Water Management


Spokesperson: 
Green Party

Water is the resource on which all life depends. There is no other resource like it on our planet. Unique among the world's food sources, if freshwater is unavailable there is no alternative. In the Asia Pacific region, some 600 million people live without access to safe drinking water or safe sanitation. Our region also has the lowest per capita freshwater availability of any of the worlds regions.

The provision of safe, affordable water for drinking and sanitation is a basic human right. This human right must be given the highest level of protection and priority. New Zealand has been pleased to work with Russia on a joint resolution that addresses this issue and sets a framework for further cooperation and collaboration between all our countries.

In New Zealand, we remember a time when our rivers were clean and teeming with a diversity of life. We remember that they provided sustenance to a variety of species and New Zealanders could swim in them and drank from them without fear of sickness. Water extraction and pollution have degraded many of our rivers. Water quality is affected by pollution and contamination from intensive farming operations and commercial operations, as well as wastewater treatment and excessive extraction.

As many as 95% of our lowland rivers have been deemed unsafe for swimming or drinking. A large number of our nationally important rivers are threatened by large-scale hydro or irrigation proposals. Some volcanic lakes areexperiencing annual toxic algae blooms as a result of excessive nutrient inflows from the surrounding land.

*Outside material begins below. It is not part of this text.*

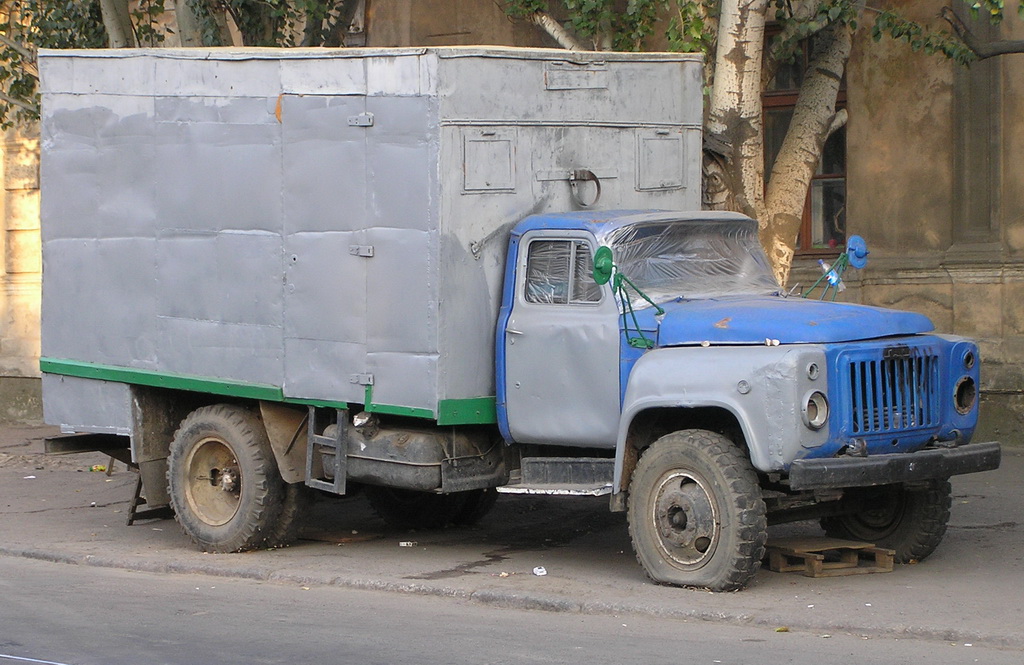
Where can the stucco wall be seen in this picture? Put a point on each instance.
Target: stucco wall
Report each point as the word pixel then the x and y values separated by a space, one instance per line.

Sewage and industrial wastewater continue to pollute many rivers. Waterways and public drinking water supplies are inadequately protected from the impacts of intensive land use. Rates of infection from waterborne diseases are far too high and pose a significant public health risk.

At the moment the rapid increase in the commercial use of water is placing immense pressure on ground and surface water ecosystems.

Technological solutions to water shortages (e.g. storage dams) also have serious ecological and social implications. With scarcity of water a looming issue, there is increasing demand for more efficient ways of allocating water for commercial use, and this has put pressure for measures such as water trading mechanisms to be adopted which will result in further commodification of water.

Because of the importance of water to public and environmental well being, it is critical that the management and regulation of water (whether used by public or private bodies and when in natural or artificial water bodies) must remain under public control. To do otherwise places our freshwater sources at risk, outlined by the delegates who spoke before me.

The New Zealand government is currently developing a Sustainable Water Programme of Action to address some of these issues. However, the government has not yet addressed the Treaty implications of such a programme. Water is a taonga, or treasure for Maori. Rivers and lakes remain an important food basket. Since the signing of the Treaty of Waitangi in 1840, Maori have had serious concerns about water, especially its contamination and the pollution of rivers and lakes.

However, many of these concerns have fallen on deaf ears until quite recently. However, despite some progress on pollution issues, the government has not yet addressed the key issue of the ownership of water and the interests that Maori will still have in freshwater under customary title. Until that issue is resolved it will be extremely difficult to achieve a sustainable program of action that will stand the test of time. Unjust processes are never truly sustainable.

In the New Zealand experience there is the lesson that indigenous communities in colonised countries must be part of the discussion and decision-making over precious natural resources such as water. To do otherwise is to continue the dispossession of indigenous peoples from their customary rights and practices. And no country can truly make progress when indigenous peoples continue to suffer the effects a 21st century colonisation.